The power of nothingness and chocolate
Did you ever see the movie Her with Joaquin Phoenix and the voice of Scarlet Johansson? There was a love scene – for mature audiences only, of course – where we saw only a blank screen for several minutes. The only thing we as the audience received was the audio. The sounds. The words. Her soft breath. Taking away the visuals for just a couple of moments in that film left the audio to do the heavy lifting in the minds of the audience.
And I think it definitely worked. Each movie goer was able to create their own vivid imaginations of what was happening. Until the actors came back on screen, at least.

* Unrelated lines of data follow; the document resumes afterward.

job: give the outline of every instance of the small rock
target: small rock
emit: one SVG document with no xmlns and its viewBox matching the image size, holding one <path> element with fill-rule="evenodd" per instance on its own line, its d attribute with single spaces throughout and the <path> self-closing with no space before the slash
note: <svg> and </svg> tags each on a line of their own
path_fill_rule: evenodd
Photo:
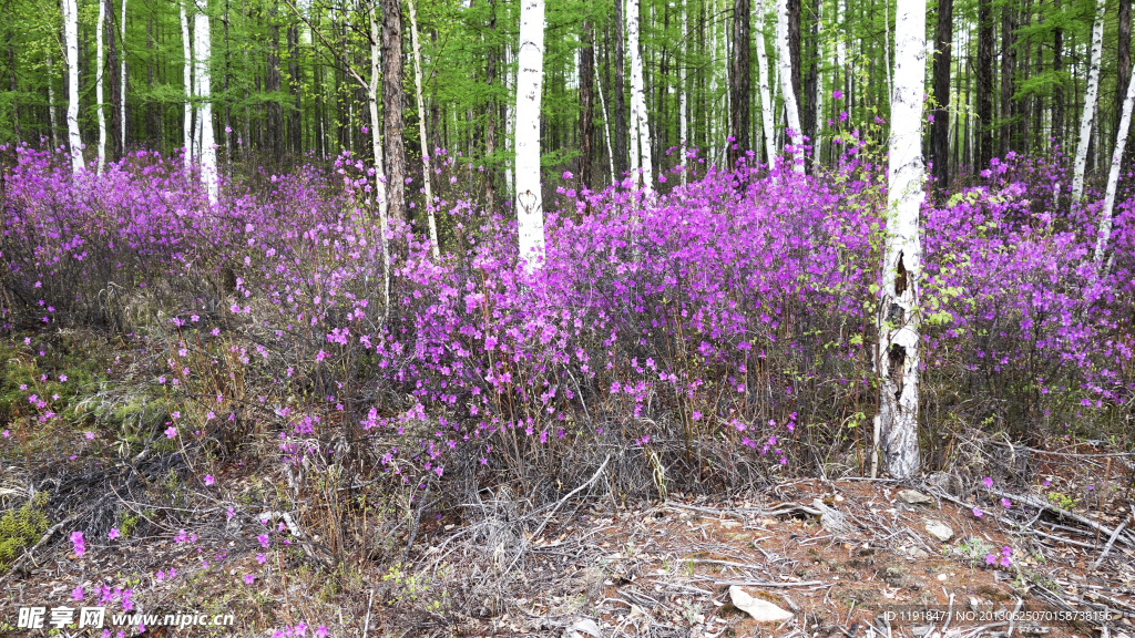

Kit Kat has now tried the same thing in a 30-second ad. They’ve removed the visuals. There is nothing for our eyes to devour. There’s no color, no dripping chocolate, no cookie crumbs. There is only an announcer’s voice. And that voice is pointing out exactly what the commercial is missing: “No people dancing around the supermarket in silly Santa hats… No celebrities selling frozen turkeys.”
Instead, the ad – at least as I interpret it – is telling us to take a break from the noise, the shopping, the craziness of the holidays. “A Kit Kat break” to be exact. Not exactly what I think of when I need to get to a calm place, but I see what they’re going for here.
Is it effective?
For businesses large and small, advertising raises awareness, and awareness is a good thing for companies. Awareness increases reach, drive sales and forms perception. We all know what a Kit Kat is. I, for one, have eaten way too many in my lifetime. That leads me to believe that reach wasn’t their ultimate goal with this commercial. And I don’t think this particular ad full of nothingness is going to drive sales.
So perhaps Kit Kat wanted to change our perception of them just a bit. Maybe they’re not just selling chocolate and calories. Maybe they do have our best in mind when they encourage us to take a break from the loud in-laws. Maybe they really do care. Just maybe…
What do you think: Is nothingness effective in advertising, or do you want all your senses stimulated at once for an ad to truly be effective?